Agencies need to look at both evolutionary and disruptive technology (Innovator's dilemma). Technology should be driven by user needs. Research and operations have time constraints, so agencies should evaluate which innovations best serves these. There is also the problem of finding new technologies. The TIWG used the de.licio.us tagging system to "crowdsource" its technology scouting activity. All participants were tasked to tag new technologies they found with a "TIWG" tag. Amazon.com product evaluations are a great model for getting user feedback and engaging users as partners.
New technology presents new security risks (#13). So these must be carefully vetted on parallel systems.
When doing public/private software development, the private developers need to be informed about federal IT regulations. What is the best way to do this?
Forcing users to register to use data runs counter to the spread of data use and data use technologies. For some data, the use of IDs for access may be necessary.
Employeees are key sources for new technologies. Engaging employees to discover, evaluate, and report new technologies may require some reward system. For example, prestige systems can be set up (incentives and reputation). Other awards, publications, and increased participation in Federation-type meetings can be rewards.
Cultivate disruption. Some disruptive technologies can greatly improve efficiency. This is one way to improve services under a decreasing budget (#1). There needs to be money in the budget for innovation, some kind of reserve wedge that can be pointed in this direction. This can leverage on other budgeted work.
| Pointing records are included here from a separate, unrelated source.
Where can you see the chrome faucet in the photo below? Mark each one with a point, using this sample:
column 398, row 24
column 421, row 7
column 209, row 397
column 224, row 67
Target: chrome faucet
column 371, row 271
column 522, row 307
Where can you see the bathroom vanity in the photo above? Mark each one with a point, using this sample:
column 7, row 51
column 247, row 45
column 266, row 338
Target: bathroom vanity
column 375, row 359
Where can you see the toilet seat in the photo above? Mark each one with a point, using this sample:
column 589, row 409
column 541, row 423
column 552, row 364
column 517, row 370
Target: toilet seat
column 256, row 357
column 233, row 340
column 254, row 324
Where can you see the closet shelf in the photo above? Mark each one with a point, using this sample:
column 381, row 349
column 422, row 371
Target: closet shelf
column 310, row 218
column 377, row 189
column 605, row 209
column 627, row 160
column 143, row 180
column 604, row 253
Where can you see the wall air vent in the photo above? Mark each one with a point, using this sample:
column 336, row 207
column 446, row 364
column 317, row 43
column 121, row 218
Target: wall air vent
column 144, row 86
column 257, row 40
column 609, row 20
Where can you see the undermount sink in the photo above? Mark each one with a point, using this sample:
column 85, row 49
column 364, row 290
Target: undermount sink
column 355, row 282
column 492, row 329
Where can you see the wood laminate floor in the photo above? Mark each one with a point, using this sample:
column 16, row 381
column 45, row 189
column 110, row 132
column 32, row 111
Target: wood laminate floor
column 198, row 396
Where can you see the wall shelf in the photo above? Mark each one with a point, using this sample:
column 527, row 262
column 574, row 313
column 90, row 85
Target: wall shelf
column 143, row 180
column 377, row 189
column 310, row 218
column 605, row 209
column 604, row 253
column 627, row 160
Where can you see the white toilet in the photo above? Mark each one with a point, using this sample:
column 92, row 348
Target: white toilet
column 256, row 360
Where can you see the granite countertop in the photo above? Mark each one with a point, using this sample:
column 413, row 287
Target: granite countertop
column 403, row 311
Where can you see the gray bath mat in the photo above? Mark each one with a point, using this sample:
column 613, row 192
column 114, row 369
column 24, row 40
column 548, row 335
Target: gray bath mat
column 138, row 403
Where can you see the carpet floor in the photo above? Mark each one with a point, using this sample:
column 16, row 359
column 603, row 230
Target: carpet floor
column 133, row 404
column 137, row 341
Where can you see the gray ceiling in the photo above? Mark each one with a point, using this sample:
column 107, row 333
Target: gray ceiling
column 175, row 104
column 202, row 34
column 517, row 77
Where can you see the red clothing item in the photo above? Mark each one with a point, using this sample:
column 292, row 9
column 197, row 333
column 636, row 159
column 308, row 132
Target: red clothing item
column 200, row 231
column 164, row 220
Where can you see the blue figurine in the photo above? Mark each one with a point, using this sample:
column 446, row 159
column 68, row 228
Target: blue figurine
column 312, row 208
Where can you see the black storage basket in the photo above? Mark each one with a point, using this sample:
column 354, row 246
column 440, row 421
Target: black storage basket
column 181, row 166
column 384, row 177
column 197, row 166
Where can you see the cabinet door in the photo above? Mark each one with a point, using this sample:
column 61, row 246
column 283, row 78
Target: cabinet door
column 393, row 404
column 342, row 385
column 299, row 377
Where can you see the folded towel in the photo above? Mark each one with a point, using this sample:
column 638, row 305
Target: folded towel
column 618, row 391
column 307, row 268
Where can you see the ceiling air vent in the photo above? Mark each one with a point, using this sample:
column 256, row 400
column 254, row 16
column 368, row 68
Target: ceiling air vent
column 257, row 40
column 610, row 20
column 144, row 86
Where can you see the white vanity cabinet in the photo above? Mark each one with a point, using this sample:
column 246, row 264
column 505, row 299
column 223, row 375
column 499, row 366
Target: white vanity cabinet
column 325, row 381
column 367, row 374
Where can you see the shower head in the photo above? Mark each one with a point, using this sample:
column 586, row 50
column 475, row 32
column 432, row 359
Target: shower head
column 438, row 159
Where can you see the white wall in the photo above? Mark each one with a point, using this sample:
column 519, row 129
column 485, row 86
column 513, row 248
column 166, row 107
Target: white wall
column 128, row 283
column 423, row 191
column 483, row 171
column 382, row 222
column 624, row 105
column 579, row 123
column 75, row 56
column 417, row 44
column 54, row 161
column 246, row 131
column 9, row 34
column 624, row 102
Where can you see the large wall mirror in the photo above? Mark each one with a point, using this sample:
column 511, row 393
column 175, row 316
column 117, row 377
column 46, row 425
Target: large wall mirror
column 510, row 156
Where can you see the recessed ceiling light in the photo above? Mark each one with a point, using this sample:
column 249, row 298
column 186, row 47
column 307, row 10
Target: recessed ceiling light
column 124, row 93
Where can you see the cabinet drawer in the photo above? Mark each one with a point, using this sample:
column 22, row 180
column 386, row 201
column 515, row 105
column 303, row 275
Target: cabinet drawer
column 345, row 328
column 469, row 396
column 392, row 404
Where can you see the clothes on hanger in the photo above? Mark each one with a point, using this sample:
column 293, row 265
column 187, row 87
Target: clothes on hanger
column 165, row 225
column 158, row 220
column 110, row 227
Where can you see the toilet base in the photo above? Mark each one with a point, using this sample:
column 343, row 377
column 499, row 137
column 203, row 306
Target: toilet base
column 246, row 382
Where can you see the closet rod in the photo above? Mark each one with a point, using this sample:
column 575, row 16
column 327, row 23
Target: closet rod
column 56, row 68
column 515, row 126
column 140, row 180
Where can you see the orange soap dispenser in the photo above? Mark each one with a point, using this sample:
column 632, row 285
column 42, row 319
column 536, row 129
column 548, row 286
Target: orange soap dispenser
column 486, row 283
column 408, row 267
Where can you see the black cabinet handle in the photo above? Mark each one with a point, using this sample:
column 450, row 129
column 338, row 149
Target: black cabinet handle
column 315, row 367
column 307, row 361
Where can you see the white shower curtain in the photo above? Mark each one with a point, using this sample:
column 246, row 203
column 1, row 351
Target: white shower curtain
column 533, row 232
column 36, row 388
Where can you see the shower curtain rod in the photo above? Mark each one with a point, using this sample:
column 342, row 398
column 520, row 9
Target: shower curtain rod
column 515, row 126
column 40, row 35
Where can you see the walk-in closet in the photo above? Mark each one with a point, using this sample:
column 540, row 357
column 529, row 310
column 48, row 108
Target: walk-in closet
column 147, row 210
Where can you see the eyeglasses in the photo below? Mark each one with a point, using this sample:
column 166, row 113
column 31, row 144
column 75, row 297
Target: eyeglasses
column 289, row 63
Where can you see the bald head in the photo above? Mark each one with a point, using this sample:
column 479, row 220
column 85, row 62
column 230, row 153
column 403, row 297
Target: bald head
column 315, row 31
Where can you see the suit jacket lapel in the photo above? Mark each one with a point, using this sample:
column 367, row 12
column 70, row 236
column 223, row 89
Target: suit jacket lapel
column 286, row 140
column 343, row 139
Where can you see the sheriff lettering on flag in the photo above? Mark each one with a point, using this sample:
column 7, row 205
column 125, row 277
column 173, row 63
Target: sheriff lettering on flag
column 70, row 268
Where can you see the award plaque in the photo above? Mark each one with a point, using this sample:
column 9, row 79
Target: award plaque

Data Fusion created value-added and new products customized per user need. Examples include merving/fusing disparate data to increase spatial/temporal coverage, to add geospatial/socionomic info to remotely sensed data sets, and multiple sensor data fusion.
Data fusion products can be highly customized (case-by-case). Many instances of these are now available (e.g., Giovanni). Because of the custom needs, these are very labor-intensive to develop, and so are expensive.
If not done right, fusion can lead to science "junk". Some way to maintain provenance might be of real value.
Data fusion is not very well advanced.
This is a multifaceted issue: there are scientific, technological, and semantic (also user-side) issues to be resolved.